The Muslim Brotherhood, a well organised Islamist group, has come out in favour of the amendments, setting it at odds with secular groups and prominent reform advocates including Mohamed ElBaradei and Amr Moussa, both candidates for the presidency.
The military council to which Mubarak handed power on February 11 is hoping the amendments will pass so it can move along the path it has set towards parliamentary and presidential elections that will allow it to cede power to an elected government.
"This will be a watershed vote," said Ahmed Saleh, an activist now coordinating ElBaradei's presidential campaign. "People's appetite for voting is high now and change is in the air."

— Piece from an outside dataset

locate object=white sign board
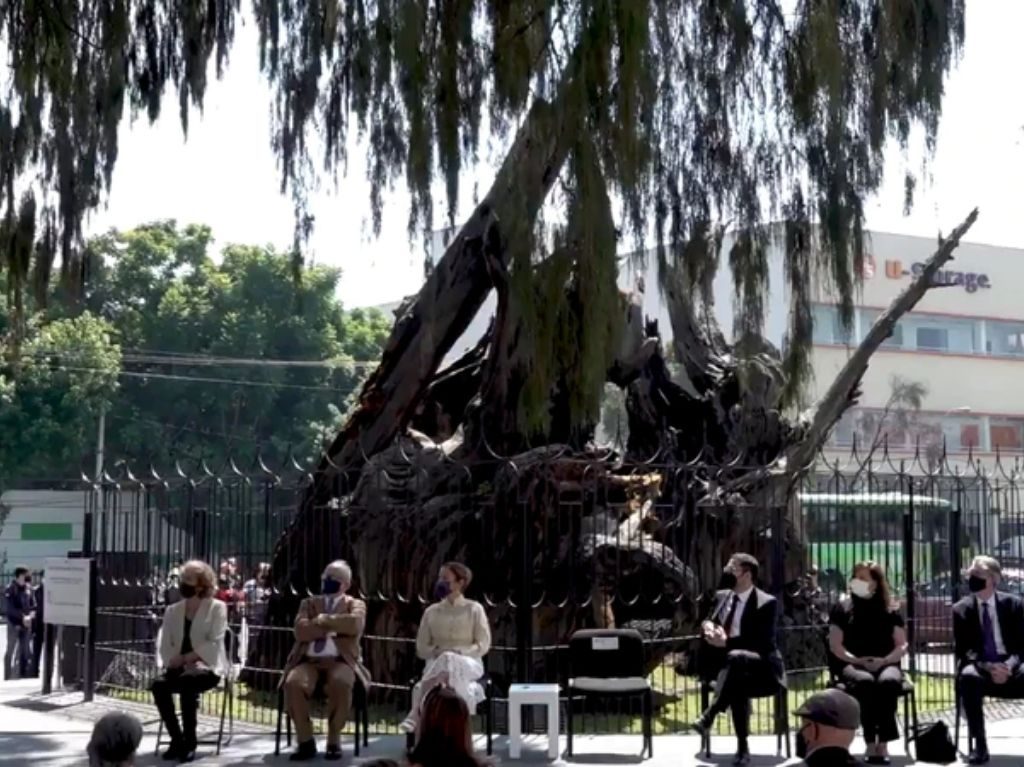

The military council to which Mubarak handed power on February 11 called for a strong turnout. "The goal of this referendum is to create an adequate climate for parliamentary and presidential elections but more important than the outcome is that Egyptians participate and give their voice," it said.
High turnout was expected as the ballot is for a blanket change; the vote is either “yes” or “no.” A yes vote would pave the way for presidential elections late this year or in early 2012, while a no vote would the force the military to remain in power until another means of election is reached. Nine changes in all are part of the vote.
From the Associated Press:
Egyptian elections have for decades been defined by widespread fraud designed to ensure victory for the regime.
Lack of faith in the process, along with violence and intimidation, have kept most voters away. But the trust in the system appears to have come back.
"I am very excited to be doing this," Alaa al-Sharqawy, an engineering lecturer, said as he was about to cast his vote in Cairo. "It's true that the amendments have polarized us, but I am glad we are voting."
The constitutional amendments drawn up by a panel of military-appointed legal scholars are intended to bring just enough change to the current constitution — which the military suspended after coming to power — to ensure that upcoming presidential and parliamentary elections are free and fair.
They would open the elections to independent and opposition candidates and restore full judicial supervision of votes, a measure seen as key to preventing fraud.
They would also limit presidents to two four-year terms, and curtail 30-year-old emergency laws that give police near-unlimited powers.
Potential presidential candidate Mohamed ElBaradei was stoned by protestors outside a polling place in Cairo when he went to go cast his vote.
"Went 2 vote w family attacked by organized thugs," ElBaradei tweeted. "Car smashed w rocks. Holding referendum in absence of law & order is an irresponsible act."
"Disgusting," ElBaradei tweeted later, in reference to two women guarding the polling place he went to.
(ElBaradei’s) brother confirmed the attack. Egyptians streamed to the polls Saturday to vote on proposed constitutional amendments, the first democratic initiative after the fall of autocratic president Hosni Mubarak's regime.
"Mr. Mohamed ElBaradei's car was attacked by thugs who threw rocks at it and prevented him from entering the Mokatam voting poll," Ali ElBaradei told CNN. "He did not vote today."
The attackers also chanted slogans against him, the brother said.
A military official told CNN he was not aware of the incident.
Preliminary results of the vote are expected Sunday.